Larry descended from those steps as the Mets batted in the bottom of the ninth. He entirely missed the Apple. He didn’t grasp from our return texts that we had decided to continue to wait for him, so he didn’t bother to look for that gigantic piece of fruit everybody and his uncle is attracted to and poses for pictures in front of (I wonder how many I incidentally showed up in Monday). Larry honestly figured we’d had the good sense to go inside and leave him to his own ticket-procuring devices. Yet waiting for Larry made sense to Fred and Joel and me. It didn’t register as anything remotely logical to Max, but Max didn’t go to high school with Larry and, besides, Max managed to occupy himself with his phone.

We captured Larry’s attention. Larry was incredulous that we waited for him. He offered detailed explanations and sincere apologies. I distributed tickets and led us through the security gauntlet. Devin Mesoraco batted with two out. Over the speakers, Howie mentioned Devin’s proclivity for late-inning home runs. I rooted for Devin to not be so hasty. Let me get inside and get a glimpse at this game you’re trying to win first.

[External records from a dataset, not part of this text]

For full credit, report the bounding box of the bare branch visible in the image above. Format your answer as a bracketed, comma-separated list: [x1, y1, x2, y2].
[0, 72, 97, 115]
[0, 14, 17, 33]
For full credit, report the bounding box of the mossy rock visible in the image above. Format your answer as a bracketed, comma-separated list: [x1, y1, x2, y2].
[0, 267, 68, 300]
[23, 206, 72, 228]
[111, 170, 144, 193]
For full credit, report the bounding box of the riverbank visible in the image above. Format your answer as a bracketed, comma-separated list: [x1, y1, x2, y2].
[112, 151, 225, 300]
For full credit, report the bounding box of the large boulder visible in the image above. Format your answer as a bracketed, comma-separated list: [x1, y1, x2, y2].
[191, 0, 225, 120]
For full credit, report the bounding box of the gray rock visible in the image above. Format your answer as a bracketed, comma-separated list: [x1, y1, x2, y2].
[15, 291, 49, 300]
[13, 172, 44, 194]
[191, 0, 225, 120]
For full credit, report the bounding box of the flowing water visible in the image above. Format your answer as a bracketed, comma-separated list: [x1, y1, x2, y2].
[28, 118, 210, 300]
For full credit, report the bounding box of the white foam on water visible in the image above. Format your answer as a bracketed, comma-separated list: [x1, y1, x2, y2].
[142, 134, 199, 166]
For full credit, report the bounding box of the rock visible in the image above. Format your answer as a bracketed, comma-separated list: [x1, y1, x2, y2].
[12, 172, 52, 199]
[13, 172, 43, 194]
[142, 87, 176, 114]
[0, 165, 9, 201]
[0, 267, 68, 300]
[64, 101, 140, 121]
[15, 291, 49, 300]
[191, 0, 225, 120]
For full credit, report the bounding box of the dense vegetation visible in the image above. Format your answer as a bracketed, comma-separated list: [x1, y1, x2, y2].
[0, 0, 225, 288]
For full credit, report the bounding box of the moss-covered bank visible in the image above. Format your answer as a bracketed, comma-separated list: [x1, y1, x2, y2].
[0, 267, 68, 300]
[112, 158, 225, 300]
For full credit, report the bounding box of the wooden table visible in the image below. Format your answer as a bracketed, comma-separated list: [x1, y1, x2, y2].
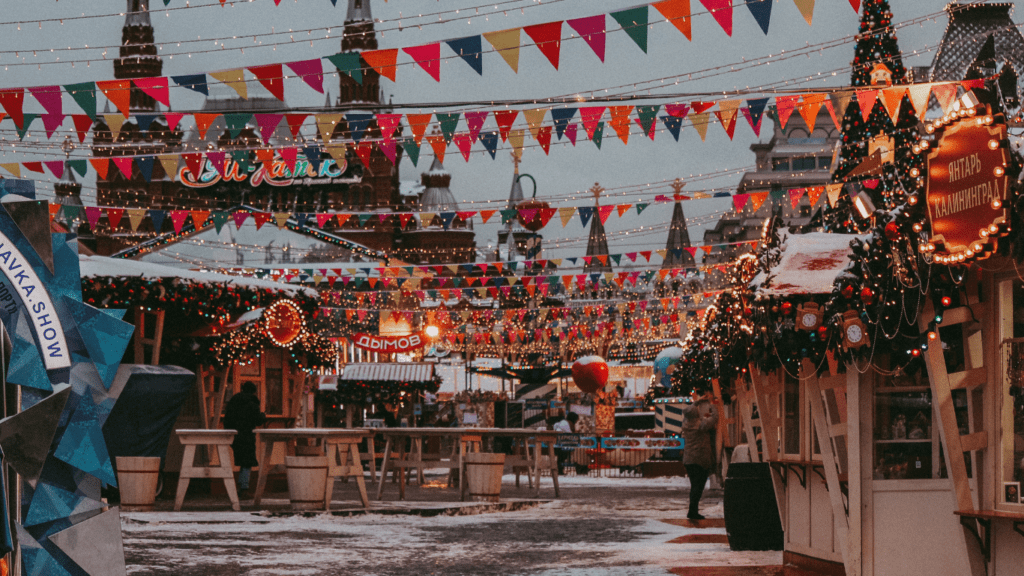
[374, 427, 559, 500]
[253, 428, 373, 509]
[174, 429, 242, 511]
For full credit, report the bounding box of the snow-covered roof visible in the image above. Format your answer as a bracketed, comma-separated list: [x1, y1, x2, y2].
[755, 232, 866, 296]
[78, 254, 316, 296]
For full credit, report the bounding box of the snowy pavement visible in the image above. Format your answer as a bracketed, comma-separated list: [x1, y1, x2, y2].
[122, 476, 781, 576]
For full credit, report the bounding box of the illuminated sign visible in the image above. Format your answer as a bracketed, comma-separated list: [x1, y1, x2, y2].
[178, 158, 359, 188]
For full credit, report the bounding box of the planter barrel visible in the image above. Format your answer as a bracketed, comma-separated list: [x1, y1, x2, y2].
[285, 456, 327, 510]
[463, 452, 505, 502]
[117, 456, 160, 512]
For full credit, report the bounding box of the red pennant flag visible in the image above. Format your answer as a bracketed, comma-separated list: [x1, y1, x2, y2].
[402, 42, 441, 82]
[355, 142, 374, 169]
[111, 157, 131, 180]
[89, 158, 111, 180]
[0, 88, 25, 128]
[285, 114, 309, 138]
[522, 21, 565, 70]
[106, 208, 125, 230]
[495, 110, 519, 142]
[360, 48, 398, 82]
[700, 0, 732, 36]
[71, 114, 92, 143]
[253, 212, 273, 230]
[132, 76, 171, 107]
[536, 126, 551, 153]
[654, 0, 693, 41]
[565, 14, 605, 63]
[96, 80, 131, 118]
[249, 64, 285, 101]
[181, 153, 203, 181]
[288, 58, 324, 94]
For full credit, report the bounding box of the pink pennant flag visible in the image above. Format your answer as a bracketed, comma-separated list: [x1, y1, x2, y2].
[580, 106, 604, 138]
[463, 111, 488, 142]
[231, 210, 249, 229]
[254, 114, 285, 143]
[43, 160, 63, 179]
[171, 210, 188, 234]
[206, 152, 227, 177]
[377, 138, 397, 164]
[29, 86, 63, 118]
[700, 0, 732, 36]
[452, 132, 473, 162]
[565, 14, 604, 63]
[132, 77, 171, 107]
[164, 112, 184, 132]
[377, 114, 401, 140]
[732, 194, 751, 212]
[85, 206, 102, 230]
[288, 58, 324, 94]
[111, 156, 131, 180]
[565, 122, 577, 146]
[402, 42, 441, 82]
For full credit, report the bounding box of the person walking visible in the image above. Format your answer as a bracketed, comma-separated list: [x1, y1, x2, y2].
[224, 380, 266, 492]
[682, 391, 718, 520]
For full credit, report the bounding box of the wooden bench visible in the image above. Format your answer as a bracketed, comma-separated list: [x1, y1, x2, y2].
[953, 510, 1024, 564]
[174, 429, 242, 511]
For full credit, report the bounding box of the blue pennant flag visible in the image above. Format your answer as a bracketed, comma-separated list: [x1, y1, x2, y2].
[480, 132, 498, 160]
[662, 116, 683, 142]
[171, 74, 210, 96]
[447, 35, 483, 76]
[551, 108, 577, 139]
[345, 112, 374, 141]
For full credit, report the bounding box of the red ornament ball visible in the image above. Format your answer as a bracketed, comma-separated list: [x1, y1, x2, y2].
[572, 356, 608, 394]
[886, 222, 899, 240]
[860, 286, 874, 304]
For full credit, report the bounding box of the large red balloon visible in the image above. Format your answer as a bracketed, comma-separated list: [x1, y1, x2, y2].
[572, 356, 608, 394]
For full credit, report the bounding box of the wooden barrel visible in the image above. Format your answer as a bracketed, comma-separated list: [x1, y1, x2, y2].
[117, 456, 160, 512]
[285, 456, 327, 510]
[463, 452, 505, 502]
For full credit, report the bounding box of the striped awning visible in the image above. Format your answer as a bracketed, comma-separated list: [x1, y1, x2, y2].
[338, 362, 434, 382]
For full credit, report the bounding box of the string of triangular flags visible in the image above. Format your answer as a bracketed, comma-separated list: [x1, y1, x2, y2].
[49, 182, 827, 235]
[0, 0, 859, 118]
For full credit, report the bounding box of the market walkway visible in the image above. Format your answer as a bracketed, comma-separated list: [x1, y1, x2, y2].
[122, 476, 823, 576]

Mesoraco cooperated as best he could. He made an out. We got in. There was still some Opener to absorb. Bonus Opener. Tim Peterson worked through the top of the tenth as we ascended to Promenade. We made our way to our seats in 514 as the bottom of the tenth commenced. We sat down in time to observe Wilmer Flores [1] insist he was nicked by a Victor Arano pitch. Video review insisted he wasn’t.

Then we stood up because Wilmer swung and connected for a fly ball that was deep enough and, yes, fair enough to serve as the game-winning home run off the left field foul pole. For everybody inside Citi Field, it was a walkoff. For us, it doubled as a leadoff. It also created the most unlikely of streaks. The last time Joel, Fred, Larry and I took in a ballgame together, it ended on David Wright’s only walkoff home run, August 7, 2008, our farewell to Shea as a group, which was an overwhelming moment in the life of this fan. That afternoon, my stadium, my amigos, my third baseman…an exquisite collaboration of characters and circumstances. It was all that could be asked for. The only discordant note I recall was Fred innocently suggesting what fun it would be to do this at still under-construction Citi Field at some future date. He meant no harm, but I bristled. Shea and I had more dates together as of early August 2008. Don’t talk to me about Citi Field.

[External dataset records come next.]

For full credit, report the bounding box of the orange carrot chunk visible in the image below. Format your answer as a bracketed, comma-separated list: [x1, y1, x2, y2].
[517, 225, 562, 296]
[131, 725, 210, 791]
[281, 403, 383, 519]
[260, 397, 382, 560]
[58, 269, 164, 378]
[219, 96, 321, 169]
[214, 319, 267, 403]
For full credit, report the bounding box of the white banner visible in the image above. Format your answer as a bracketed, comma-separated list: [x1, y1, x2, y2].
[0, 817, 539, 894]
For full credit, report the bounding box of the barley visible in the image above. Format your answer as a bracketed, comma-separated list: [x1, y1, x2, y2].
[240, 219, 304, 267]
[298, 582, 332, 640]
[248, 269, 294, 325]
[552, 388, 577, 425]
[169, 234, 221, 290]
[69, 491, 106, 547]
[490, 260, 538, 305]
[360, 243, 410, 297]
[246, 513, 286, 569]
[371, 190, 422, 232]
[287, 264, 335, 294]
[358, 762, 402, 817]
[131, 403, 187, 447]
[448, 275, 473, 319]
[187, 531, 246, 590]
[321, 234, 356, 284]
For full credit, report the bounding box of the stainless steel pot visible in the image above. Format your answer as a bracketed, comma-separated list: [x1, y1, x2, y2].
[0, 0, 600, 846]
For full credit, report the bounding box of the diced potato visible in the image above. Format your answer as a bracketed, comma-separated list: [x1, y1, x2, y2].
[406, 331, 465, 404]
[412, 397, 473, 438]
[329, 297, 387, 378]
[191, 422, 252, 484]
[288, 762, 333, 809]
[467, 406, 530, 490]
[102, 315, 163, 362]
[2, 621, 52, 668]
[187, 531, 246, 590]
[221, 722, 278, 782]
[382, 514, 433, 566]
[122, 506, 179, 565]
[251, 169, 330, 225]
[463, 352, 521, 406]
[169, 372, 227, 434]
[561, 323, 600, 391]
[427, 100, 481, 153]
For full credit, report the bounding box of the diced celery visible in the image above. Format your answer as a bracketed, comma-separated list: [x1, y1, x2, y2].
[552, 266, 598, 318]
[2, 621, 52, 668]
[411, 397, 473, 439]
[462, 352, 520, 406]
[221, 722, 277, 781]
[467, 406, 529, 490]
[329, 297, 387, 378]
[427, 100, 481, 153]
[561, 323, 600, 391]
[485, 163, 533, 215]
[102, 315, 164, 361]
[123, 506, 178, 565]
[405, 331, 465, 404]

That was a decade ago and a lot of water under the Shea Bridge. Joel and Max joined me at Citi Field in 2014 [2], but we never got the whole gang assembled again until July 9, 2018. It took us nearly ten years and we required a tenth inning, but there we were, once more celebrating a Mets game won on one swing of the bat. And not just anybody’s bat, but Wilmer Flores’s, the bat that has won more games in walkoff fashion than any in Mets history. Flores beating the Phillies at Citi Field [3] in 2018 wasn’t as emotional for me as Wright beating the Padres at Shea Stadium [4] in 2008, but it was every bit as much fun. Plus we had the shower jokes. We’ll always have those now.

We also had a second game for which we could kick back and not take overly seriously. Corey Oswalt [5] pitched credibly, Aaron Nola pitched better. He also hit better than all the Mets combined, driving in all three Phillie runs after Mickey Callaway ordered an intentional walk to Maikel Franco with two on and two out in the fifth to load the bases for him. Who’d think a pitcher with a batting average under .100 would double there? Who’d think four people would wait nine innings outside a baseball game for a fifth person who didn’t seriously expect such an extensive courtesy?

For the rest of the nightcap, which the Mets predictably went on to lose with minimal resistance [6], we treated the intentional walk with scorn. It became, in essence, the Larry’s shower of the second game, even if the baseball-conversant among us understood why it was issued. Anybody who knows baseball would get it.

Joel, Fred and I got why we waited as long as we did for Larry, even if nobody else would. But we’ve known one another for ages. It made all the sense in the world to us.